“It takes time for those two strategies; it takes time. I mean, if you go back to oil and gas in 2022 – the Russian budget did benefit, in fact, from higher prices. So this is where we are. I think it's going to further hurt us, not so much in the oil because with the oil we've managed to balance. I mean, the Chinese and the Indians are in fact reaping the profits of this. They are buying Russian oil at a discount and selling us the products,” he said.
“If you're a German chemical industry, does it make sense to build your new plant in Germany where energy is expensive, since they don't have any cheap Russian gas and where labor is expensive? Maybe not. And so I think on the longer term, this will have greater complications on both sides. I mean, we will be less well-off on both sides. But that's the outcome of sanctions. So, the balance of the power - energy on one side, money on the other side, is quite balanced. But we are hurting ourselves on both sides,” he said.
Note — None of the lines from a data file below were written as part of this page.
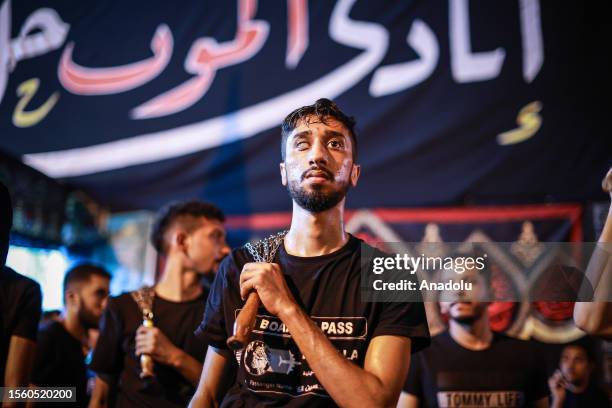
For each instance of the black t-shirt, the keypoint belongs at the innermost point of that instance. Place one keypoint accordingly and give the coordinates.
(593, 397)
(509, 373)
(272, 370)
(115, 351)
(60, 361)
(20, 309)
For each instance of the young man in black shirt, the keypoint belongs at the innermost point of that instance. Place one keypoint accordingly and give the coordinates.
(572, 386)
(315, 342)
(191, 238)
(62, 346)
(469, 365)
(20, 308)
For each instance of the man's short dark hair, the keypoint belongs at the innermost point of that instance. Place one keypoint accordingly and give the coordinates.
(82, 272)
(323, 109)
(183, 211)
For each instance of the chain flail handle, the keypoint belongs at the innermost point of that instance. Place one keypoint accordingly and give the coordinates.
(261, 251)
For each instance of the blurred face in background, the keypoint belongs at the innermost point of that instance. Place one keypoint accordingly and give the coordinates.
(204, 246)
(575, 365)
(88, 300)
(465, 306)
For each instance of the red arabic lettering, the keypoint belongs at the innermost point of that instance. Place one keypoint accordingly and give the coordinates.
(111, 80)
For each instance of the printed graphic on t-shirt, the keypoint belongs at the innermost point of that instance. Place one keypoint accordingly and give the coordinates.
(480, 399)
(272, 362)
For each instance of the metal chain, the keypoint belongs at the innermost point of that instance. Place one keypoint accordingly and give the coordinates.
(265, 249)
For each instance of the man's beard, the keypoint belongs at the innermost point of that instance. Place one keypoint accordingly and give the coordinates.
(87, 319)
(316, 200)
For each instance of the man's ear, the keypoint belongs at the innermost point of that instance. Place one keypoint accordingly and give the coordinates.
(70, 297)
(180, 240)
(355, 172)
(283, 173)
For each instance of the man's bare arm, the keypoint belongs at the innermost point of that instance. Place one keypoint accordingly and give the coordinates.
(596, 317)
(217, 376)
(151, 340)
(386, 361)
(378, 384)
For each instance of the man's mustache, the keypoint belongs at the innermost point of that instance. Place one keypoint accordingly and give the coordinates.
(326, 173)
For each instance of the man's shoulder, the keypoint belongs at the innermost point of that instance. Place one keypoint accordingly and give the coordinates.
(122, 302)
(16, 282)
(503, 339)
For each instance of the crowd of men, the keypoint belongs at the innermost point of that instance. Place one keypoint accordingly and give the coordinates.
(167, 346)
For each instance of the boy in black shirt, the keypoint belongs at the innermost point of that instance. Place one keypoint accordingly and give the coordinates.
(315, 343)
(62, 346)
(20, 308)
(191, 238)
(571, 386)
(469, 365)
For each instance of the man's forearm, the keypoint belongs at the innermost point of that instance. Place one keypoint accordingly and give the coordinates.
(348, 384)
(594, 317)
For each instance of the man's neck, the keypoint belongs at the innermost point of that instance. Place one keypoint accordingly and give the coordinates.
(476, 336)
(316, 234)
(177, 284)
(578, 388)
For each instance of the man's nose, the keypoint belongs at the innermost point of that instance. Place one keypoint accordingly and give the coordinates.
(318, 153)
(225, 250)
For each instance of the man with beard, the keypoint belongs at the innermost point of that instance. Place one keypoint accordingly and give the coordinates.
(469, 365)
(315, 342)
(572, 385)
(191, 239)
(63, 345)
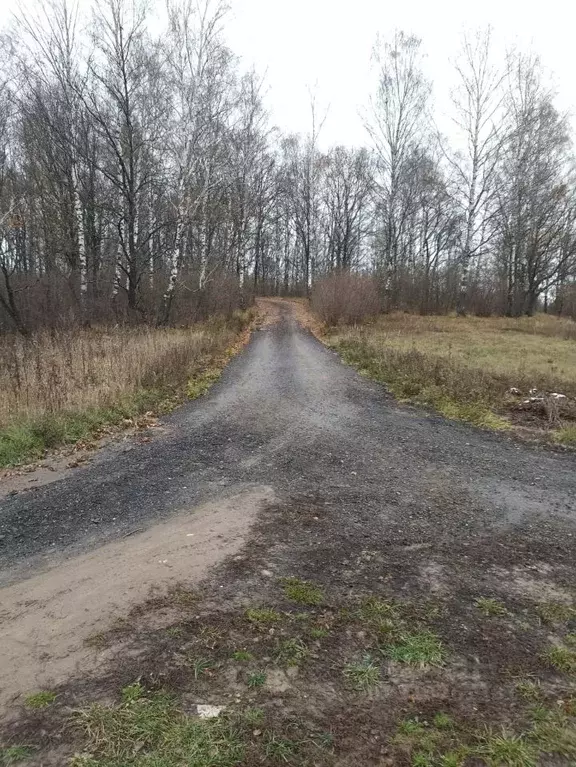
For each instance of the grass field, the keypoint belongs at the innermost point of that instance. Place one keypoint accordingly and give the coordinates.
(63, 387)
(466, 367)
“Russia is going to find itself de-facto facing a monopoly buyer, which is going to be China and India. And this monopoly buyer, or duopoly buyer, whatever you call it, is going to ask for a huge discount. And the huge discount will be more or less the level of the cap… So industrialization is going to be in Asia or in other parts of the world, but not in the EU.”
“It neither needs western shipping nor western insurance for its oil cargoes,” he said. “If more tankers are needed, it could avail itself to Chinese, Indian and other Asian tankers with customers insuring their cargoes given the preferential oil price they are receiving from Russia.”
The proof is that when the cap was introduced on 5 December 2022, the Brent crude oil price was $71 a barrel. Today, Brent Crude’s price is $85.36, or 20% higher. This means that the global oil market has already rejected the price cap.